Background & Motivation

Background: Fault detection in freight trains (e.g., brake shoes, bearing seats, caliper bolts) is crucial for traffic safety. Although deep learning methods have been widely deployed, they face challenges such as poor generalization and performance degradation when shifting across stations.

Limitations of Prior Work: (1) CNN/Transformer methods experience a severe drop in performance when applied to new stations after training on a one specific station, making domain adaptation difficult. (2) Although SAM possesses strong generalization ability, it relies on manual prompts (clicks/boxes), which is unsuitable for fully automatic detection. (3) Object detection only provides bounding boxes, failing to quantitatively evaluate tasks that require pixel-level analysis, such as the degree of brake shoe wear.

Key Challenge: How to transfer SAM's general segmentation knowledge to the specific domain of freight trains without relying on manual prompts, while maintaining real-time performance?

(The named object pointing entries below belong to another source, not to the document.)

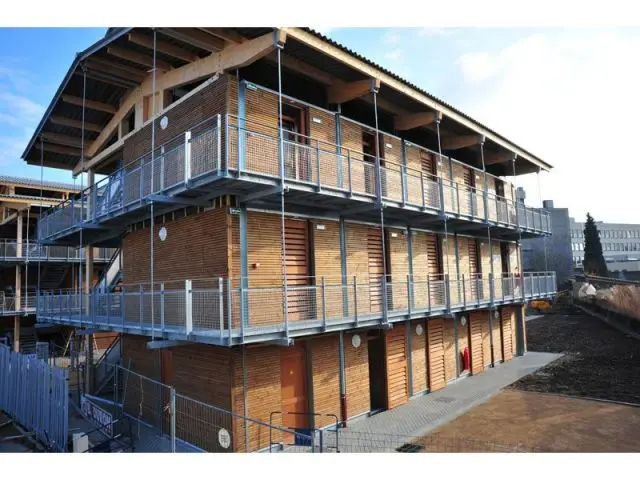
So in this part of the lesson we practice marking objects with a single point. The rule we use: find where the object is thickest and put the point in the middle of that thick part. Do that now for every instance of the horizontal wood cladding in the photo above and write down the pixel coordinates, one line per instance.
(397, 371)
(420, 380)
(325, 378)
(195, 247)
(357, 376)
(206, 103)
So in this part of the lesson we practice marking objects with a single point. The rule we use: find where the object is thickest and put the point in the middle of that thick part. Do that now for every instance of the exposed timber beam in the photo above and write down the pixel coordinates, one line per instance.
(48, 147)
(163, 47)
(62, 139)
(461, 141)
(118, 69)
(92, 104)
(68, 122)
(415, 120)
(234, 56)
(352, 90)
(227, 34)
(388, 80)
(139, 58)
(195, 37)
(491, 158)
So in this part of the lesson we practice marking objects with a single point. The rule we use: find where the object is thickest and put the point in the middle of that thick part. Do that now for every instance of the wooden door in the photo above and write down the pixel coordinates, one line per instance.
(293, 380)
(397, 371)
(507, 335)
(435, 352)
(297, 264)
(475, 343)
(376, 268)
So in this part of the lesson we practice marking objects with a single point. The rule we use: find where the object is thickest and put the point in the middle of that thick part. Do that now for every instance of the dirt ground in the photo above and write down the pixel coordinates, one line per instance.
(599, 362)
(553, 409)
(537, 422)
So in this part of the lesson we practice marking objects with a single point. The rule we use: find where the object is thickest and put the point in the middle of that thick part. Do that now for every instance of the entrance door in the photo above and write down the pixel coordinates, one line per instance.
(376, 268)
(297, 156)
(293, 375)
(299, 299)
(369, 150)
(397, 371)
(377, 370)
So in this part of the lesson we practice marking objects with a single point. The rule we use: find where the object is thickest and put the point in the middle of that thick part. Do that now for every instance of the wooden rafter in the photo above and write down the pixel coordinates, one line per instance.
(232, 57)
(68, 122)
(162, 46)
(195, 37)
(61, 139)
(352, 90)
(136, 57)
(92, 104)
(461, 141)
(226, 34)
(415, 120)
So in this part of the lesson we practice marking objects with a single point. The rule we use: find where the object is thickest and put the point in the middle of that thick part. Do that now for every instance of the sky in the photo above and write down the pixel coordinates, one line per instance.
(570, 96)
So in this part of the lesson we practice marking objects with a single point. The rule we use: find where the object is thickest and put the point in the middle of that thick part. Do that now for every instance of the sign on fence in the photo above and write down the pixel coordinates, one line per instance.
(97, 415)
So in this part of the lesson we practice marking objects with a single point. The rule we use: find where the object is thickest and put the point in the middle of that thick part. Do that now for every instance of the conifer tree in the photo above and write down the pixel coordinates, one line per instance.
(593, 262)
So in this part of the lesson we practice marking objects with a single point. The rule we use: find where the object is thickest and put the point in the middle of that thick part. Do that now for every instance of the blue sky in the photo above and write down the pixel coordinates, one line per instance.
(563, 94)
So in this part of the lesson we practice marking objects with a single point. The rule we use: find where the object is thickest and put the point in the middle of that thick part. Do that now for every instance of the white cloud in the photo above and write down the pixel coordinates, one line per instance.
(391, 38)
(393, 54)
(571, 98)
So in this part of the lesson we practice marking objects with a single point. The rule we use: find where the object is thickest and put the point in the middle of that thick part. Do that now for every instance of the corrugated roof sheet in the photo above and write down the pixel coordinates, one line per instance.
(36, 183)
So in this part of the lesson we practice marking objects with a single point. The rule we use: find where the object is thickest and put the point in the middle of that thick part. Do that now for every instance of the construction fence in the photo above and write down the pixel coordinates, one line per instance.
(35, 395)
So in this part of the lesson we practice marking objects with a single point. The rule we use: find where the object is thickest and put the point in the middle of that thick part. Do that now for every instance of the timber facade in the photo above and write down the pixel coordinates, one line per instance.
(301, 231)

Key Insight: Designing an automatic prompt generator to replace manual prompts, combined with a lightweight TinyViT-SAM backbone to reduce deployment costs, adapts the foundation model to industrial scenarios.

Method

Overall Architecture

Freight train image → TinyViT-SAM encoder extracts multi-layer features → Adaptive feature dispatcher (aggregator + splitter) fuses multi-scale features → Prompt generator generates query-based prompts → Prompts are integrated into the SAM mask decoder → Outputs instance segmentation masks and bounding boxes.

Key Designs

  1. Prompt Generator:

    • Function: Automatically generate class-related semantic prompts to replace manual point/box inputs.
    • Mechanism: Initialize \(N_q\) learnable query vectors \(Q_0\), which are refined layer-by-layer through \(L\) Transformer decoder layers. Each layer consists of multi-head self-attention (modeling semantic dependency among queries) and multi-head cross-attention (interaction between queries and image features). The final queries are input into the mask decoder as prompts.
    • Difference from RSPrompter: RSPrompter uses anchor-based or query-based setups with complex hand-crafted transformations, whereas the proposed method employs a more straightforward dual-path Transformer prompt generation, leading to faster convergence.
    • Design Motivation: Query prompts can dynamically adapt to different component types and scenario conditions, overcoming the reliance of traditional prompts on predefined target regions.
  2. Adaptive Feature Dispatcher:

    • Function: Fuse multi-layer features from the TinyViT backbone and distribute them to different scales.
    • Mechanism: Composed of two parts—(1) Feature Aggregator: Features from each layer are first dimensionally reduced to 32 channels using 1×1 conv + BN + ReLU + 3×3 conv, and then aggregated recursively via residual aggregation: \(m_i = m_{i-1} + Conv2D(m_{i-1}) + \tilde{F}_i\). After aggregation, a FusionConv (1×1 + two 3×3 convs) is applied to obtain a unified feature \(F_{agg}\). (2) Feature Splitter: Decomposes \(F_{agg}\) into multi-resolution branches.
    • Design Motivation: TinyViT has only 4 layers. Utilizing all-layer feature extraction maximizes the utilization of representation capabilities.
  3. Mask Decoder:

    • Function: Map prompt tokens to pixel-level segmentation masks.
    • Mechanism: Structurally similar to the prompt generator (stacked Transformer blocks) but serving a different function—it takes the prompt embedding \(E_{dense}^i\) and the image feature \(F_{img}^i\) to compute cross-attention, which is refined layer-by-layer to generate the mask. During inference, only the prediction of the final layer is retained, and morphological post-processing is applied to obtain the objective masks and bounding boxes.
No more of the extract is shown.